Performance evaluation of the autoscaling strategies vertical and horizontal using Kubernetes

14 min readJul 28, 2022

Scalable applications may adopt horizontal or vertical autoscaling to dynamically provision resources in the cloud. To help to choose the best strategy, this work aims to compare the performance of horizontal and vertical autoscaling in Kubernetes. Through measurement experiments using synthetic load to a web application, the horizontal was shown more efficient, reacting faster to the load variation and resulting in a lower impact on the application response time.

Thanks to Marcus Carvalho and Raquel Lopes for guiding me on this work.

Introduction

The workload received by a cloud based application can fluctuate over time. In order to be scalable, it's possible to adopt autoscaling strategies to automatically scale the processing power of applications according to specific metrics (e.g. CPU).
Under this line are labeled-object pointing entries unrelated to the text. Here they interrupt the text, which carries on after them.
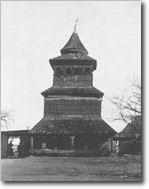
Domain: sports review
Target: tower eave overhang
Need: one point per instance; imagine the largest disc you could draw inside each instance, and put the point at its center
(77, 92)
(73, 59)
(72, 126)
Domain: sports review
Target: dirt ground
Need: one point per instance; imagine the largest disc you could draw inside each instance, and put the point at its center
(87, 169)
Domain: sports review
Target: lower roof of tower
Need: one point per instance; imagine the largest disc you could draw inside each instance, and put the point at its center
(72, 126)
(75, 91)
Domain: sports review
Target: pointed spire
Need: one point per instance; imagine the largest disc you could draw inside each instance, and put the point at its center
(75, 26)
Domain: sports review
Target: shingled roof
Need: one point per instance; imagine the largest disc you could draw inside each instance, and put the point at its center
(73, 50)
(74, 45)
(72, 126)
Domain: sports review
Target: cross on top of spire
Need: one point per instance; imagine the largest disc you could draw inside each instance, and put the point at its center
(75, 26)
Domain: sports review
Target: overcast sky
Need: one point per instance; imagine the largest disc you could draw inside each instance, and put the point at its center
(33, 32)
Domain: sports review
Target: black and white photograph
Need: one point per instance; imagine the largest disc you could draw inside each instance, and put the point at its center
(71, 91)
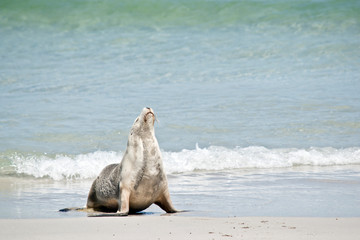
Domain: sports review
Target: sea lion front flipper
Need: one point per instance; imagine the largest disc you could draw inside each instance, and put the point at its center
(165, 203)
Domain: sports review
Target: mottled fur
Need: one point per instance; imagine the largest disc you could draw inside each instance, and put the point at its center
(139, 180)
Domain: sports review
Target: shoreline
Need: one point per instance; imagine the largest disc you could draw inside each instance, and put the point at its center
(179, 227)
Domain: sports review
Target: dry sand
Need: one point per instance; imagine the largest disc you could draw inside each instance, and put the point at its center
(178, 227)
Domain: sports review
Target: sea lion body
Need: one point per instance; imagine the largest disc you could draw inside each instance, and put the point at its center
(139, 180)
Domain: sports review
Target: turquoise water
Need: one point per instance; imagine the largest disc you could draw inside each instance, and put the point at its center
(236, 85)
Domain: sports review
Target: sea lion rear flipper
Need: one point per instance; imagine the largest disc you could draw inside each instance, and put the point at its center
(117, 214)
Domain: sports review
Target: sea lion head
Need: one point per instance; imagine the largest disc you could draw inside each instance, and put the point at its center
(144, 122)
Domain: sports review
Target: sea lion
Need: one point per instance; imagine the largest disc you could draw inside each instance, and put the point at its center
(139, 180)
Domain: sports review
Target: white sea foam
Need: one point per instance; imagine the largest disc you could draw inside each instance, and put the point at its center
(214, 158)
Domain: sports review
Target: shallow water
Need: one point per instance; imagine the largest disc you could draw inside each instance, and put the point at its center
(271, 86)
(301, 192)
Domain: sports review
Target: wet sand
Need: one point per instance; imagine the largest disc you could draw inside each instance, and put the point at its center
(178, 227)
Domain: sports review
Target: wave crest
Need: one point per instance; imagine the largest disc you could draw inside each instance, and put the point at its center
(214, 158)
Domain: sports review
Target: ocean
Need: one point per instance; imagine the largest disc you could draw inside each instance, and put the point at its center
(257, 102)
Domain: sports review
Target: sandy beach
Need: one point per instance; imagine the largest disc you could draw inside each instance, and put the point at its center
(178, 227)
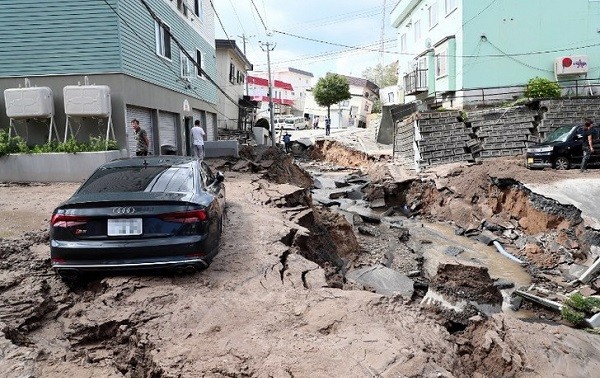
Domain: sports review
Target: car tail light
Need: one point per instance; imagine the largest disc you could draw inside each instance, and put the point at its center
(63, 220)
(185, 216)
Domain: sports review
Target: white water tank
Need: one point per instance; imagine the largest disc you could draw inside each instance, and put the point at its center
(30, 102)
(87, 100)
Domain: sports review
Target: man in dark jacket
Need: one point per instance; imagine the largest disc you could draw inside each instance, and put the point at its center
(588, 143)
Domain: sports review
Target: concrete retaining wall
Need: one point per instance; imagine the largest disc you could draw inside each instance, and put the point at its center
(53, 167)
(431, 138)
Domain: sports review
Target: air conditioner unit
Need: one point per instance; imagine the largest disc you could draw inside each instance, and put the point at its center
(571, 65)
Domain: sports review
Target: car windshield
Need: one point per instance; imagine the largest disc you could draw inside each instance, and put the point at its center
(170, 179)
(559, 135)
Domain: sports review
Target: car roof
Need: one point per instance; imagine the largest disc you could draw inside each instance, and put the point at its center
(160, 160)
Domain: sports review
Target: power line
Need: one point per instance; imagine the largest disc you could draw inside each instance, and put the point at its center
(259, 16)
(219, 19)
(332, 54)
(332, 43)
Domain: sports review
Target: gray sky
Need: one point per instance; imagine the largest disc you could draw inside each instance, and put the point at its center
(297, 26)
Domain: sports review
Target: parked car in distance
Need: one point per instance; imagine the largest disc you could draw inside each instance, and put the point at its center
(140, 213)
(295, 123)
(562, 149)
(279, 123)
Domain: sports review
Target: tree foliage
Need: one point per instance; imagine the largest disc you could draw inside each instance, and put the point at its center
(383, 76)
(330, 90)
(542, 88)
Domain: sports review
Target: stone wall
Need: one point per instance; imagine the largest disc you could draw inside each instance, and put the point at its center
(440, 137)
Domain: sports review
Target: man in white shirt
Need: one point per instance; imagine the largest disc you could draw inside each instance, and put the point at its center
(198, 135)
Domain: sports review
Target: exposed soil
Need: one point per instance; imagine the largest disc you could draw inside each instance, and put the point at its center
(271, 304)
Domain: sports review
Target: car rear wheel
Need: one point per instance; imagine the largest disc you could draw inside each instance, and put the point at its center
(562, 163)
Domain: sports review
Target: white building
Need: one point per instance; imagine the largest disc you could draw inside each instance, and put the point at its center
(232, 69)
(349, 113)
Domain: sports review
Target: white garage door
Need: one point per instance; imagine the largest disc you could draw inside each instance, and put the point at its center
(144, 115)
(166, 129)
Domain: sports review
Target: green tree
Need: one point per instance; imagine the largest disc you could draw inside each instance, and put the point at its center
(330, 90)
(383, 76)
(542, 88)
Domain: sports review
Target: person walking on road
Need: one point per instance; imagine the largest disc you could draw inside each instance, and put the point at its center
(588, 143)
(141, 139)
(198, 135)
(287, 141)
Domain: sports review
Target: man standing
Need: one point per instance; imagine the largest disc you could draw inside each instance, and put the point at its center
(198, 135)
(588, 143)
(141, 138)
(288, 142)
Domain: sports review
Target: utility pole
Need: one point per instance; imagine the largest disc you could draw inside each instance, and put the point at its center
(268, 47)
(381, 57)
(244, 39)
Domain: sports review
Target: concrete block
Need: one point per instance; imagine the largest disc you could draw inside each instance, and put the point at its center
(221, 148)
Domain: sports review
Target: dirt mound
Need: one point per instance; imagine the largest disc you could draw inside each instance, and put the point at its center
(335, 152)
(464, 282)
(275, 165)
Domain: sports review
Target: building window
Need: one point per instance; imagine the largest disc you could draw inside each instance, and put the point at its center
(231, 73)
(417, 30)
(240, 77)
(182, 7)
(199, 9)
(441, 64)
(433, 15)
(403, 47)
(200, 61)
(450, 5)
(186, 70)
(163, 40)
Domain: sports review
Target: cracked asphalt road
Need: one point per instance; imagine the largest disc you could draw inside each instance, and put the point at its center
(258, 311)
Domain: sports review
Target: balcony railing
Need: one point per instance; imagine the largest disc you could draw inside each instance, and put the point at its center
(415, 82)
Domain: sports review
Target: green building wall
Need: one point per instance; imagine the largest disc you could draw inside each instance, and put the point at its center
(513, 41)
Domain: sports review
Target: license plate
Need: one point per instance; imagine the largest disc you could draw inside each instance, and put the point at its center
(124, 227)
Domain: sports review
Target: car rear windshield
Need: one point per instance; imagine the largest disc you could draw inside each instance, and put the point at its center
(170, 179)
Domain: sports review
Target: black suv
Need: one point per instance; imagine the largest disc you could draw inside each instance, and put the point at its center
(562, 149)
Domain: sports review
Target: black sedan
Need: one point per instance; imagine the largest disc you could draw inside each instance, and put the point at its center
(139, 213)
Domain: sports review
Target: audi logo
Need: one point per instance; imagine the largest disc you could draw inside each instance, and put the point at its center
(123, 210)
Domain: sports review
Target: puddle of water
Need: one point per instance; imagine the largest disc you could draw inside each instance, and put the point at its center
(434, 240)
(441, 236)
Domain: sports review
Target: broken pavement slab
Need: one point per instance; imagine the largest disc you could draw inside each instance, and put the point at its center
(383, 280)
(583, 193)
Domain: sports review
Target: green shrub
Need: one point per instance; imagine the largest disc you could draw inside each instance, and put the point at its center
(542, 88)
(17, 144)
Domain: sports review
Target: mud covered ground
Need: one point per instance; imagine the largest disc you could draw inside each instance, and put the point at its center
(261, 310)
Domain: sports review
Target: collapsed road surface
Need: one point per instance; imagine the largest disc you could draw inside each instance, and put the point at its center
(260, 310)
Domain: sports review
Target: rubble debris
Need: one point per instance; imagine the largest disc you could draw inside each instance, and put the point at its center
(382, 280)
(506, 254)
(539, 300)
(588, 275)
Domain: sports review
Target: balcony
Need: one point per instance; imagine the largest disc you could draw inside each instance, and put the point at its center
(415, 82)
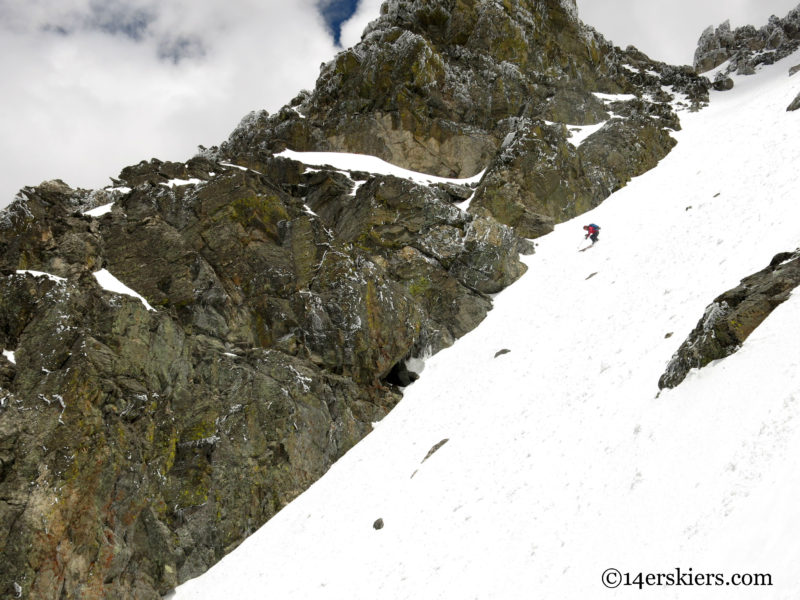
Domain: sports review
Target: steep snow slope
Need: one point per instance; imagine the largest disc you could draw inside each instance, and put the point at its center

With that, we seek to achieve goals of Quality of Service (QoS) on the application and reduce costs of infrastructure in the cloud, that uses the approach pay-as-you-go.
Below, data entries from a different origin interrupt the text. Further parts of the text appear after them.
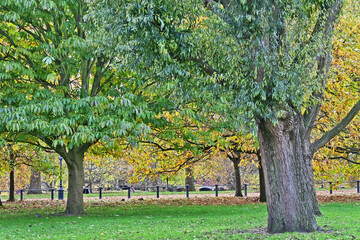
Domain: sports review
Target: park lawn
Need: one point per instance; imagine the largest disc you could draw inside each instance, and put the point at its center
(140, 220)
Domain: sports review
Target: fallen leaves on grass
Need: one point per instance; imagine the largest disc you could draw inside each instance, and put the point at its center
(117, 201)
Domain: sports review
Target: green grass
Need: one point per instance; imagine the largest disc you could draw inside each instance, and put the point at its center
(142, 221)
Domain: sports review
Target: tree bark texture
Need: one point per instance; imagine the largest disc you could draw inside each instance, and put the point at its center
(284, 154)
(75, 201)
(12, 186)
(236, 162)
(189, 179)
(35, 182)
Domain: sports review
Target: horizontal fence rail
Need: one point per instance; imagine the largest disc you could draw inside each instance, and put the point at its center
(129, 190)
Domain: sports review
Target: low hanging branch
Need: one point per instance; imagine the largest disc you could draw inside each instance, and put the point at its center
(337, 129)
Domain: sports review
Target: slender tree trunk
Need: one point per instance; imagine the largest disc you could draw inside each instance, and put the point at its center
(286, 170)
(35, 182)
(12, 186)
(189, 179)
(236, 162)
(75, 201)
(262, 181)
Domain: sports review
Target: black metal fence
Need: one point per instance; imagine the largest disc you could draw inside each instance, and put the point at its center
(160, 189)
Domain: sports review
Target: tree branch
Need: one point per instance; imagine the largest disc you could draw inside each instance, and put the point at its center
(337, 129)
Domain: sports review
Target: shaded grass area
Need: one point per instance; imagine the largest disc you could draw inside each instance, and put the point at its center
(168, 220)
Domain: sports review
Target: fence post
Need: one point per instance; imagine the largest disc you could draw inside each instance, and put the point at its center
(61, 193)
(52, 193)
(100, 192)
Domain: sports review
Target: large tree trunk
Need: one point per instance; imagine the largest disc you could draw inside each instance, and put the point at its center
(261, 181)
(35, 182)
(189, 179)
(236, 162)
(12, 186)
(287, 178)
(75, 200)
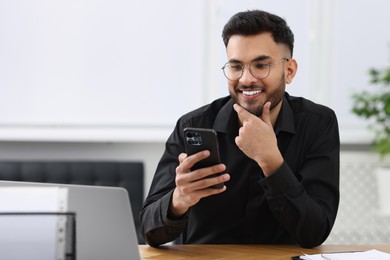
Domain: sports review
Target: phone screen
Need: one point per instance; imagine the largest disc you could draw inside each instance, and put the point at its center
(200, 139)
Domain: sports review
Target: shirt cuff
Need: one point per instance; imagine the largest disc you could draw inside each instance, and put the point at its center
(167, 218)
(283, 181)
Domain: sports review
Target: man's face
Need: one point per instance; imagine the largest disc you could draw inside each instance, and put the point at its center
(252, 93)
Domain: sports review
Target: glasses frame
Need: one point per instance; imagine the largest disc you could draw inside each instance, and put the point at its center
(269, 65)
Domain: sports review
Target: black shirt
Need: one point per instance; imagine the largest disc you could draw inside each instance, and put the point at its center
(296, 204)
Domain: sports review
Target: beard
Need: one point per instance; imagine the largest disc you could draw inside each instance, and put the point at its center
(256, 107)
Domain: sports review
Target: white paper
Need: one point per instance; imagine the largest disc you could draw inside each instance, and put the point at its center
(29, 236)
(366, 255)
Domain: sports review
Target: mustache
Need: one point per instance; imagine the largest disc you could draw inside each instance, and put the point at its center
(242, 87)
There are two types of autoscaling: The horizontal, where the number of servers are increased or decreased depending on the workload and the vertical, where the computational resources of the server (e.g. CPU and memory) are upgraded or downgraded, also based on the workload. Even with these two approaches, there aren’t well-defined criteria to decide which one to use, depending on the scenario. Also, there is a scarcity of analysis related to the vertical autoscaling and how it compares to the horizontal autoscaling when it comes to performance and cost benefit.
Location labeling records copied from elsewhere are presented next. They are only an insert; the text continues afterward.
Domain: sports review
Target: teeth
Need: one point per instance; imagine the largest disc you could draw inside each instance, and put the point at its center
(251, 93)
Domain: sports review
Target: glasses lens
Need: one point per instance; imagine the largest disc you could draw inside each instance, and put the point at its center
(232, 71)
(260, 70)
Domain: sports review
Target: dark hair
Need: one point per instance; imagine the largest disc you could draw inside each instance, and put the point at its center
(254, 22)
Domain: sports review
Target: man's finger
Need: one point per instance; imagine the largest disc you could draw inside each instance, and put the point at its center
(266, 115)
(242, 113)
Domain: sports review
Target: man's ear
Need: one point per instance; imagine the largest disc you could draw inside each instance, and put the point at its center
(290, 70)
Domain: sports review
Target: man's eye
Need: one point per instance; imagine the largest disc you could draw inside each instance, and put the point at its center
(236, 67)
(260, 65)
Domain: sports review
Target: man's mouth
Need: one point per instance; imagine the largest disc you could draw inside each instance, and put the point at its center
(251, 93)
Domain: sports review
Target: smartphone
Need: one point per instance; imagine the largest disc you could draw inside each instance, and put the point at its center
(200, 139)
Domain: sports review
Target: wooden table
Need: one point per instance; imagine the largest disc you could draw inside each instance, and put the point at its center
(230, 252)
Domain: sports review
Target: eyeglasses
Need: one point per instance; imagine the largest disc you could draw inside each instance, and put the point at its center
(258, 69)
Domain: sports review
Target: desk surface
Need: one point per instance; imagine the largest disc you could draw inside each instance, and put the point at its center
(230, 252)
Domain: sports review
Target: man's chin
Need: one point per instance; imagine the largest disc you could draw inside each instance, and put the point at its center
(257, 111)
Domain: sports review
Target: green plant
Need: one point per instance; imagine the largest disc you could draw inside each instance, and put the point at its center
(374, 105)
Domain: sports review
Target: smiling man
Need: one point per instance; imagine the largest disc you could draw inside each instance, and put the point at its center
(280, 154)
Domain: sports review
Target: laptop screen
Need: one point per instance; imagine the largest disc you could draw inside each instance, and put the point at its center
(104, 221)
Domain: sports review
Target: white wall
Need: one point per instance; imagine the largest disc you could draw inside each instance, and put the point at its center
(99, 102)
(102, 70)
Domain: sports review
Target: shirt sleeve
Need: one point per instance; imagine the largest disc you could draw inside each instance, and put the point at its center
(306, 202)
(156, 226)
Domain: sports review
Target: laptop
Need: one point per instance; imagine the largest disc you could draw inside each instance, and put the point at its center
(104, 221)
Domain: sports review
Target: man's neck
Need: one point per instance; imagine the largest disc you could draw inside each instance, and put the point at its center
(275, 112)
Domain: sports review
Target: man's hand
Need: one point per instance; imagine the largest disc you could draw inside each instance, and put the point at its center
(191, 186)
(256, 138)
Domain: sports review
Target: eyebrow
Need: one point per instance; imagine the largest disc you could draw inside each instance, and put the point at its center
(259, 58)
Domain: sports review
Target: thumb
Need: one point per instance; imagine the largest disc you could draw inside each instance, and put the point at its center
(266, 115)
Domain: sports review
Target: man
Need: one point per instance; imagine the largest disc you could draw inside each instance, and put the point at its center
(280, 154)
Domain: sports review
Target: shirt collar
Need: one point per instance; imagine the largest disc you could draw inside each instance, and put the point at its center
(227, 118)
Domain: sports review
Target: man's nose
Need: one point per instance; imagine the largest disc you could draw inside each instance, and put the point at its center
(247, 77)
So, to evaluate the performance of both approaches, it was created an experiment of measurement with Kubernetes, and with help of a benchmark tool, it was possible to send workloads in a controlled way to a ‘busy-wait’ application. The mechanisms were evaluated based on the time to make an autoscaling decision after any change on the workload, in the capacity of requested CPU on each decision and in the impact of the response time of the application.

Autoscaling strategies of the Kubernetes

The k8s is an open-source project based on Borg, focused on container orchestration and allows the execution of container-based applications on a cluster, and also facilitates the configuration of different kinds of environments (production, development and staging). In general, the k8s provides a group of physical and virtual machines (nodes), where a master node is responsible to control and allocate tasks to worker nodes, as shown in Figure 1. [1]

Figure 1. Representation of the container orchestration on Kubernetes.

In the k8s world, a pod is the smallest unit of allocation on a node, that can package one or more containers and define rules of execution. It is necessary to highlight that a node can run N pods, as long as it has enough resources.

The communication with the k8s can be done through the kubectl (kube control), that is a tool that allows an interaction with the kube api-server using the CLI. By using the API server, it is possible to obtain detailed information about the cluster (e.g. resources utilization, historic of events and activities time), and also apply CRUD operations to manipulate k8s objects. It is also possible to define limits of utilization on the pods (e.g. CPU and memory), the amount of replicas and network policy.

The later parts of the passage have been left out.